Number of training samples at Random forest classifier

more trees do not necessarily mean better results, at least at this scale. To be absolutely sure, you can try 200 or 500 trees which fully average the best findings and drop out input rasters of low significance.

OK. Thanks Sir. I will do it although it takes time in SNAP. One more question, if we save a classifier for 10 trees, is it possible apply the same classifier on 500 trees (I want to avoid instability random forest by this way)?
If yes, probably, I should change the number of trees and selected images and then chose classifier. Am I right?

the principle of a random forest is to use a large amount of images to explain a trained distribution. If you select 500 trees, the classifier will randomly choose from your input images so you can always use the same input data. If you however have only few input data 50 or 500 trees doesn’t make any difference.

Thanks. My input is one image that I used some polygons for training (although based on SNAP; I used 5000 training as default). I classified with 500 trees but the result is worse again.
with 10 trees: 44%
with 50 trees: 42%
with 500 trees: 38%

that doesn’t make much sense. Random Forest classifiers are suitable for cases with multitude of explanatory variables (>12 input rasters) which are then randomly permutated during the training process. By doing this, the classifier statistically favours those rasters which have a higher value for the correct prediction of your training samples (also randomly selected).
Entering the same raster 500 times into the classifier doesn’t increase any of the quality. In that case, a KNN Nearest Neighbor classifier would possibly be more suitable.

I did this work with Maximum Likelihood and result was 47 %. I do not know why? would you please put a reference to below sentence?
Random Forest classifiers are suitable for cases with multitude of explanatory variables (>12 input rasters) which are then randomly permutated during the training process. By doing this, the classifier statistically favours those rasters which have a higher value for the correct prediction of your training samples (also randomly selected).

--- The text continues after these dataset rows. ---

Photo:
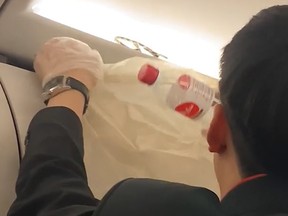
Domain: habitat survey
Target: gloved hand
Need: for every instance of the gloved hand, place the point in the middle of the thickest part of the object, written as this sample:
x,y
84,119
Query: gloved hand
x,y
67,56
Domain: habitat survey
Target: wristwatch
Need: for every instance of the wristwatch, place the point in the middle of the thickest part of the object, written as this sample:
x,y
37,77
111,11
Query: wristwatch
x,y
61,84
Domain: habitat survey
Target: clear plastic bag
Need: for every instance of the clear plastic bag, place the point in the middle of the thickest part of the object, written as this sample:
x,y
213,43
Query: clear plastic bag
x,y
129,132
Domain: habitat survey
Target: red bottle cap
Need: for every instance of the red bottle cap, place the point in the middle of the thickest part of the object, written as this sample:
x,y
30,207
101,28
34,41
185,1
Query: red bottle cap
x,y
148,74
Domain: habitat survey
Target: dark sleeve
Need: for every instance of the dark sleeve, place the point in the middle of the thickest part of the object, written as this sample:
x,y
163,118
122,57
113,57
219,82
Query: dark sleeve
x,y
52,178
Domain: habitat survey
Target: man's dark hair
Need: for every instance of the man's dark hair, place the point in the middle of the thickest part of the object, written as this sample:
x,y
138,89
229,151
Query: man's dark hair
x,y
254,92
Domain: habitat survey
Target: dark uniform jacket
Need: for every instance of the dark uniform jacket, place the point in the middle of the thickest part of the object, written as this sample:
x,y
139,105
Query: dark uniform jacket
x,y
52,181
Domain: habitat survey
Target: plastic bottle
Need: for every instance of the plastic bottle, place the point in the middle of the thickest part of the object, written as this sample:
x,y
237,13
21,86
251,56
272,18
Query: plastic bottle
x,y
185,95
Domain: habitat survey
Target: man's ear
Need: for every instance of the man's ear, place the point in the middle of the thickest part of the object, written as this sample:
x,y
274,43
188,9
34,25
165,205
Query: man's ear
x,y
218,131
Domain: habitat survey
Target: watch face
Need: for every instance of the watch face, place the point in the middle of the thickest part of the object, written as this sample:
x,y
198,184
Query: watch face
x,y
55,86
55,82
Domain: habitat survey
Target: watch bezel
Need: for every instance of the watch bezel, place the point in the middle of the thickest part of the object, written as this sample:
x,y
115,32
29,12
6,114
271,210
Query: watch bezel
x,y
55,86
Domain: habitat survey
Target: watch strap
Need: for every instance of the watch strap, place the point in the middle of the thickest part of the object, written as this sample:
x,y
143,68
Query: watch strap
x,y
76,85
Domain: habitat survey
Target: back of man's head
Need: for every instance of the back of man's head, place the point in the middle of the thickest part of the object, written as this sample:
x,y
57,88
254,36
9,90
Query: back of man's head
x,y
254,92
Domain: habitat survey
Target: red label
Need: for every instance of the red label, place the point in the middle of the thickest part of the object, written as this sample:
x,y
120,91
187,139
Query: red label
x,y
189,110
184,81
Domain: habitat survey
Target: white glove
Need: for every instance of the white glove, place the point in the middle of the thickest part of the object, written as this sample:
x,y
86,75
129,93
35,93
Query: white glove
x,y
62,54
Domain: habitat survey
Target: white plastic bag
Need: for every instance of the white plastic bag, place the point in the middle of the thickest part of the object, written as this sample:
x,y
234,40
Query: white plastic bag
x,y
129,132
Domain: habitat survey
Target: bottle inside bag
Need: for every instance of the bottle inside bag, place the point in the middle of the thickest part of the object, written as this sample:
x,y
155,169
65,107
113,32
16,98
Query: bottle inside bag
x,y
186,95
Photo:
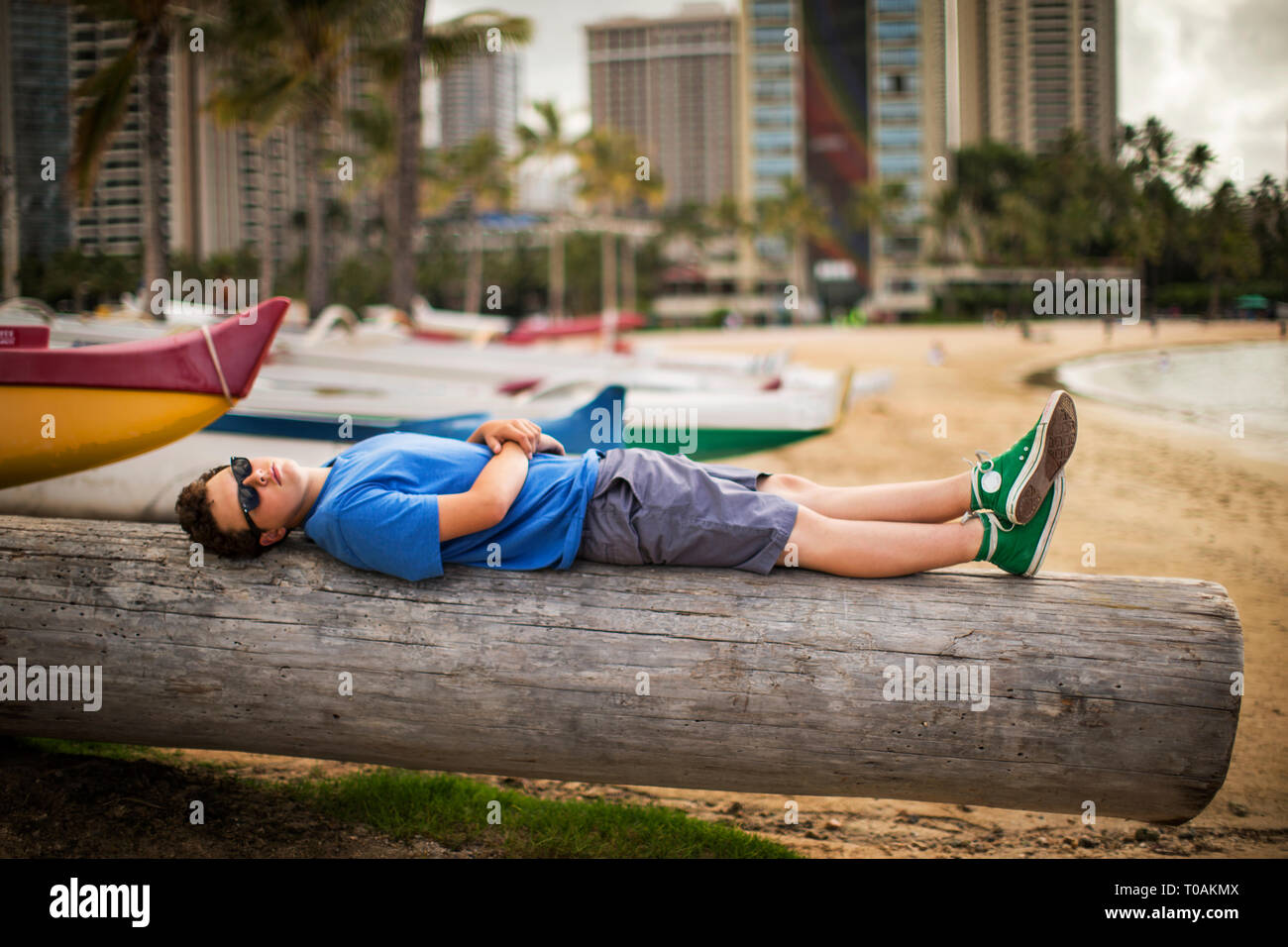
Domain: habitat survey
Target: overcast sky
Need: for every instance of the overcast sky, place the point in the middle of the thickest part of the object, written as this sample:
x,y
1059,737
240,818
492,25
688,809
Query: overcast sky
x,y
1214,71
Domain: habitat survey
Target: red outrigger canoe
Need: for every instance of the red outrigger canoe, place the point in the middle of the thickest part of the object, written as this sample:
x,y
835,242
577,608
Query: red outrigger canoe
x,y
72,408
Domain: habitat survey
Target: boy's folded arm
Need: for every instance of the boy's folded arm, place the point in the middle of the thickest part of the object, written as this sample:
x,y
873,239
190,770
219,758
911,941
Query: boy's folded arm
x,y
485,502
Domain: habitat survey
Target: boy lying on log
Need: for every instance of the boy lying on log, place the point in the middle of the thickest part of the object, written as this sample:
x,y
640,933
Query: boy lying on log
x,y
506,497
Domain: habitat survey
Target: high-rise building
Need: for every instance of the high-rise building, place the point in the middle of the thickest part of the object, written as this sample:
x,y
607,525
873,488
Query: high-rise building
x,y
837,99
218,185
909,131
673,84
111,222
1026,69
1030,68
774,124
38,65
481,95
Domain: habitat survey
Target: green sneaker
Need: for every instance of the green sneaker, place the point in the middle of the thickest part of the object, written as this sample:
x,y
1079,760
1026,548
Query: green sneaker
x,y
1020,549
1014,484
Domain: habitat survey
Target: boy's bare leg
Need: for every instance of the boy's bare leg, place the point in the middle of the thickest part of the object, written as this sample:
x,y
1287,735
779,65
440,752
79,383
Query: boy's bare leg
x,y
918,501
863,549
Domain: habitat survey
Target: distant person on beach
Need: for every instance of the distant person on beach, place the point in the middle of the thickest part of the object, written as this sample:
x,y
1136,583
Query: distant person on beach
x,y
506,497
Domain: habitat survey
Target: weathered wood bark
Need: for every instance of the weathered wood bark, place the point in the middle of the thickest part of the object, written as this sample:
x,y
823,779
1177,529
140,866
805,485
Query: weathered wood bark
x,y
1111,689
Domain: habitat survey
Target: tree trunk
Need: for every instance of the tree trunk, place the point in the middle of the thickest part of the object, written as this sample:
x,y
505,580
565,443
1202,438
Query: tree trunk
x,y
267,264
799,278
557,270
608,309
316,287
475,269
629,274
9,234
406,206
794,684
153,127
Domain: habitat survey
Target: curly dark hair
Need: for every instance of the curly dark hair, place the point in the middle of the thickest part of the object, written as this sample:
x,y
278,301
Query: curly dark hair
x,y
193,509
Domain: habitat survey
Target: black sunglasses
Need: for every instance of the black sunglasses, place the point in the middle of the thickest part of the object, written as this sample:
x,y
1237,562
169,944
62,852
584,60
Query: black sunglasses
x,y
246,496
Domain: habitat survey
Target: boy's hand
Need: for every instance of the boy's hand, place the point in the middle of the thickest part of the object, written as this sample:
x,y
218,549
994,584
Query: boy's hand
x,y
526,433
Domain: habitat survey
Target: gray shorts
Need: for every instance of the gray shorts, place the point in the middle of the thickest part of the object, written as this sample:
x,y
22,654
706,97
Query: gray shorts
x,y
661,508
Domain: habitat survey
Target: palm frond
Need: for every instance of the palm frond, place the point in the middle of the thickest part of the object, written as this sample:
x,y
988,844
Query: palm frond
x,y
97,125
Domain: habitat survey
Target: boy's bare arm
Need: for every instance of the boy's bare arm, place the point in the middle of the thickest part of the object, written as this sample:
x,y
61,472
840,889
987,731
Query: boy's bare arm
x,y
485,502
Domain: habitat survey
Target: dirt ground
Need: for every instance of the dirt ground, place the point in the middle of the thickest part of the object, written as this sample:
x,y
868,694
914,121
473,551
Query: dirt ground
x,y
1157,497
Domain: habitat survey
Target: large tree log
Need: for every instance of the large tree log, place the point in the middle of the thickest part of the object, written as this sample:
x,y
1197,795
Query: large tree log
x,y
1111,689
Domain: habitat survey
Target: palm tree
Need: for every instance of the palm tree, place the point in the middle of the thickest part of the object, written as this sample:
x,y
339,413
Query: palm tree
x,y
548,142
153,24
606,161
1227,248
482,176
284,62
795,215
400,60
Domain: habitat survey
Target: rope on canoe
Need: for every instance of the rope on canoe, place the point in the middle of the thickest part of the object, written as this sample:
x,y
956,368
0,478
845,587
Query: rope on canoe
x,y
219,369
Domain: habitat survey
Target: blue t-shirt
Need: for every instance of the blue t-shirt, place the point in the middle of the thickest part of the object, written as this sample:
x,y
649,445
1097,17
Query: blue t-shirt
x,y
378,508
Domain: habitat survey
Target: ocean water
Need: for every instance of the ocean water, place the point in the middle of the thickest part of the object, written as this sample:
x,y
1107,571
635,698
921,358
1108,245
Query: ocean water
x,y
1207,385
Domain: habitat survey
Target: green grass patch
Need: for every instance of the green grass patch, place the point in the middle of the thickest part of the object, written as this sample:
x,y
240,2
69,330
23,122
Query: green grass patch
x,y
454,812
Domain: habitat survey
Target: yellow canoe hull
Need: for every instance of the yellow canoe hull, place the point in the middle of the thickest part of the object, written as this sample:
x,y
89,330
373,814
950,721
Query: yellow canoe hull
x,y
51,431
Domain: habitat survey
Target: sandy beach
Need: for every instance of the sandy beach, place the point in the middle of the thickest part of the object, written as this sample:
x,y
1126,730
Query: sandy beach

Try to understand how the classifiers work. Not every classifier fits to any data. Many of them are not rocket science and there are descriptions for any kind of reader. Some are more technical, others use more examples.

Nicely illustrated: http://dataaspirant.com/2017/05/22/random-forest-algorithm-machine-learing/

Original source: https://www.stat.berkeley.edu/~breiman/randomforest2001.pdf

Very detailed but most comprehensive work: https://arxiv.org/pdf/1407.7502.pdf

1 Like

OK. I got it now. Thanks.
As you know there is instability in RF. That’s why I used a classifier for all images but I do not know my method is right in SNAP or not?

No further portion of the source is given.